‘Our flag is the friendliest flag in the world because no man fears it. Whenever it is seen the slave knows he is free, the oppressed can come for help, and the righteous can call for sympathy’ — Arthur Mee’s Book of the Flag


Arthur Mee believed it was imperative to inform all that Britain was an upholder of right and justice, and wrote about slavery as a nefarious act of the past. Given this country’s clandestine human trafficking trade, Mee’s notion looks grotesquely out of place in twenty-first century Britain.

‘Human Trafficking is the movement of people by means such as force, fraud, coercion or deception, with the aim of exploiting them. It is modern-day slavery.’

Human trafficking is one of those issues that bothers people when mentioned, yet very few are aware of the significance of the problem.

Slavery today is in fact a global business and a huge source of income for traffickers and crime syndicates. Ever since 2004, when 23 Chinese cockle pickers drowned in Morecambe Bay, campaigners have revealed a detrimental human trafficking problem in the United Kingdom.

According to the National Referral Mechanism statistics published in December 2015, ‘during the three-month period from April to June 2015, there were 757 referrals of adults and minors to the NRM. These referrals comprise individuals from 61 countries of origin. Of the 757 people referred to the NRM during this period, 167 (22%) received a “positive conclusive decision” and were therefore found to have been trafficked’. If nothing else, this distressing fact is a stark indication that modern slavery endures, and it is happening in our communities.

The Universal Declaration of Human Rights, published in 1948 states: ‘No one shall be held in slavery or servitude; slavery and the slave trade shall be prohibited in all their forms’. With this in mind, it is difficult to believe that human trafficking is such a colossal problem in the UK, with a shocking 13,000 victims estimated by the Home Office.

Following many campaigns and investigations in recent years, the Government has been working with the EU in order to combat trafficking. Home Office Minister Paul Goggins said: ‘Human trafficking is an appalling crime — a form of modern day slavery. It is a key priority during our Presidency of the EU and today’s seminar with Eurojust is an important step in bringing together all those involved in the prosecution of serious organised crime and ensuring greater EU cooperation in tackling people trafficking’. The Crown Prosecution Service has also stated that: ‘It is believed that human trafficking is the third most profitable activity for organised crime after drugs and arms dealing’.

Europe’s refugee crisis is worsening, and according to political commentators and MPs, it constitutes a dire threat.
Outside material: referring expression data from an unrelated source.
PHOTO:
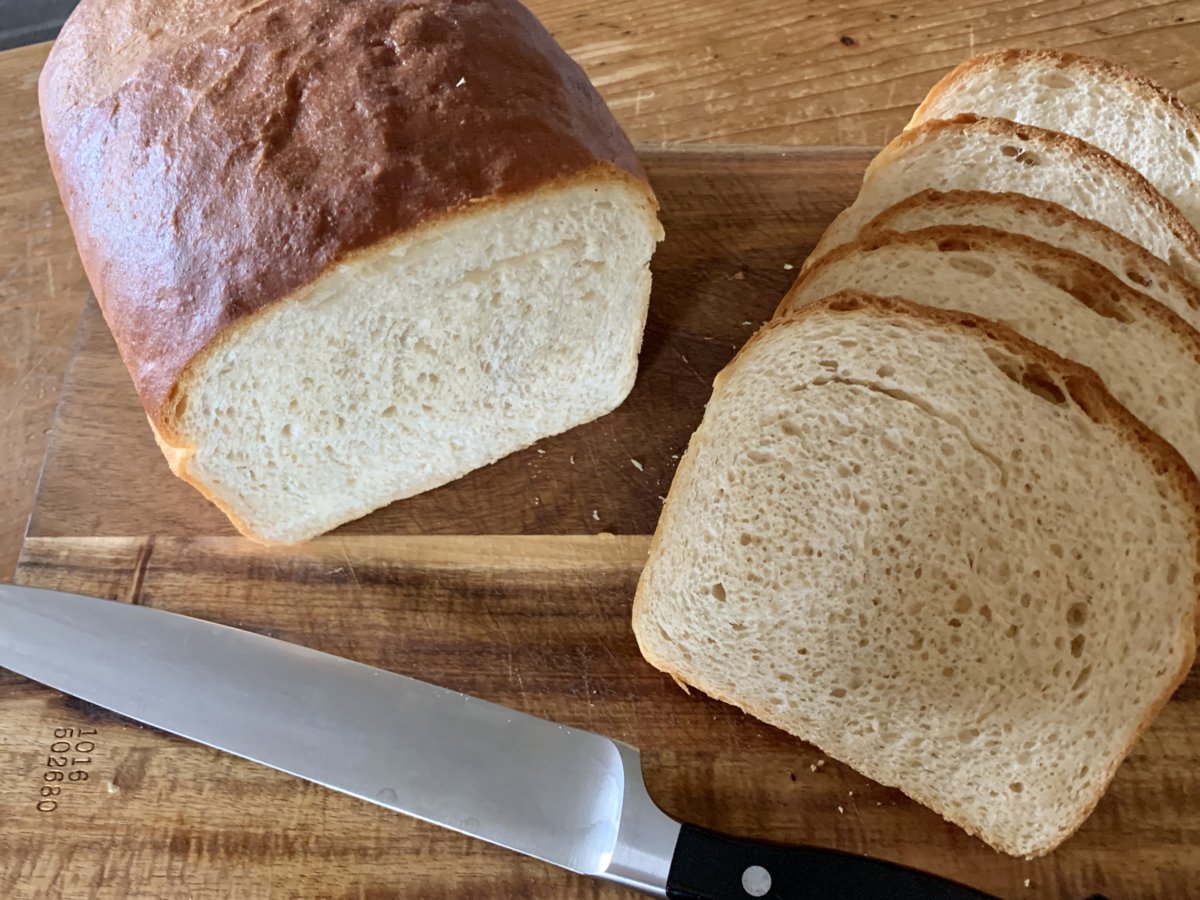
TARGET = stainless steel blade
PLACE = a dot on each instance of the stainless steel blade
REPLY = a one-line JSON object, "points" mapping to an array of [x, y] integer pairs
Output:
{"points": [[561, 795]]}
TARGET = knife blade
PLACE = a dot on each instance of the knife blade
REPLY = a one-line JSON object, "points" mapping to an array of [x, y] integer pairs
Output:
{"points": [[561, 795]]}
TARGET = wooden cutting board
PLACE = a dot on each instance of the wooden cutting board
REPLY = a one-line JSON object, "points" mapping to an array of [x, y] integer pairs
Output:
{"points": [[513, 585]]}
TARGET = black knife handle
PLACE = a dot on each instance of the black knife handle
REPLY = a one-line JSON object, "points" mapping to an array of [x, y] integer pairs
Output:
{"points": [[715, 867]]}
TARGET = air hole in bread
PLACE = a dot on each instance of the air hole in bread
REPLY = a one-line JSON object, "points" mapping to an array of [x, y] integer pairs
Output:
{"points": [[847, 303], [1084, 397], [1138, 277], [1175, 259], [1056, 81], [1077, 647], [973, 265], [1097, 298], [953, 245], [1081, 679]]}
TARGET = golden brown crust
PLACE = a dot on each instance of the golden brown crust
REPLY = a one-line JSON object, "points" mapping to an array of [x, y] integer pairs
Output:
{"points": [[1102, 70], [1045, 213], [215, 160], [1080, 150], [1085, 276], [1086, 390]]}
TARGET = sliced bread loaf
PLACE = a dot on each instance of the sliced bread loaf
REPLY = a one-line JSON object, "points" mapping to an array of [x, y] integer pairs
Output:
{"points": [[1050, 223], [1147, 357], [936, 551], [1125, 114], [972, 154]]}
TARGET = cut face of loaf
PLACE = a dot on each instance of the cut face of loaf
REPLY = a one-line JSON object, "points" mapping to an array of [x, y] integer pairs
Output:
{"points": [[971, 154], [1125, 114], [1147, 357], [937, 552], [1053, 225], [413, 364]]}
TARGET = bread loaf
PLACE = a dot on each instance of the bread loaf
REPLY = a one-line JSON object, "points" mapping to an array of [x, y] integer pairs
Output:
{"points": [[1053, 225], [1147, 357], [349, 250], [1125, 114], [939, 552], [972, 154]]}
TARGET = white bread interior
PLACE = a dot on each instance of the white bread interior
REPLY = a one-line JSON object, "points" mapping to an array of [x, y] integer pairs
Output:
{"points": [[948, 561], [417, 361]]}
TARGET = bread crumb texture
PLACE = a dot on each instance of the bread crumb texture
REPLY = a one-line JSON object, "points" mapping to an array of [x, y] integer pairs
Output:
{"points": [[946, 558]]}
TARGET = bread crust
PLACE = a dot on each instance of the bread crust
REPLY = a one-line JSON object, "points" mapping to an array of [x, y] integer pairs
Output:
{"points": [[179, 449], [213, 161], [1139, 85], [1085, 271], [1084, 387], [1043, 211], [1003, 129]]}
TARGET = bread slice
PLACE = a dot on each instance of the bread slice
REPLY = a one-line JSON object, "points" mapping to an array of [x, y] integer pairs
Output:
{"points": [[1147, 357], [939, 552], [1050, 223], [1131, 117], [417, 363], [973, 154]]}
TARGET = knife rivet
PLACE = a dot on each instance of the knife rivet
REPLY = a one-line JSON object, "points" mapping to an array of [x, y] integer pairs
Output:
{"points": [[756, 881]]}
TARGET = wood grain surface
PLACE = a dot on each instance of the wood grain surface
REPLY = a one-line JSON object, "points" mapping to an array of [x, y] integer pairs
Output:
{"points": [[513, 585], [675, 71]]}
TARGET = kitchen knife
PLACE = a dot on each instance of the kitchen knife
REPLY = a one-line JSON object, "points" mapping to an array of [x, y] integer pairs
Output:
{"points": [[561, 795]]}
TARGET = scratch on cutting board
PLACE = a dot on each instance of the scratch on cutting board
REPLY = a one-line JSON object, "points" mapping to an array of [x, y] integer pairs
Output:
{"points": [[139, 570], [684, 359], [349, 565]]}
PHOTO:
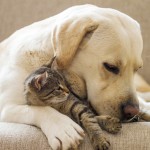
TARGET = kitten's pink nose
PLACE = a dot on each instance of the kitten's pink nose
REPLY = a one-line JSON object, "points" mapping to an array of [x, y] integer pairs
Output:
{"points": [[129, 111]]}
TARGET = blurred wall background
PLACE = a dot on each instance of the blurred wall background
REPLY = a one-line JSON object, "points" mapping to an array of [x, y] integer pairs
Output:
{"points": [[15, 14]]}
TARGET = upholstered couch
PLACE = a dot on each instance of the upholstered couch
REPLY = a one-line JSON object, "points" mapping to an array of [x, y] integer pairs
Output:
{"points": [[15, 14]]}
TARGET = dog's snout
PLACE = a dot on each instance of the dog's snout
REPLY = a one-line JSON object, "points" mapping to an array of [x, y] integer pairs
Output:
{"points": [[129, 111]]}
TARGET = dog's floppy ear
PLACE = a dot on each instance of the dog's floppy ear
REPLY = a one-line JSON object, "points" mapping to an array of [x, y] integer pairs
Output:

In truth, the countries that have been most affected by the increase in refugees are far from our shores. The impact on Europe is but a fragment of the crisis arising from hostilities existing in the near and Middle East, and sub-Saharan Africa. Brian Donald, Europol’s Chief of Staff stated that: ‘Modern, enterprising, organised criminal gangs go where the opportunity is high and the risk is low’ … ‘Newly arrived refugees and migrants are being “identified for exploitation, especially those of a young age, young women and the unaccompanied”, to be forced into prostitution and slave labour’.

Considering this, it is incredibly likely that the current figures of human trafficking in the UK will increase, and this is why the UK Government must act accordingly to prevent this abhorrent crime from continuing any longer.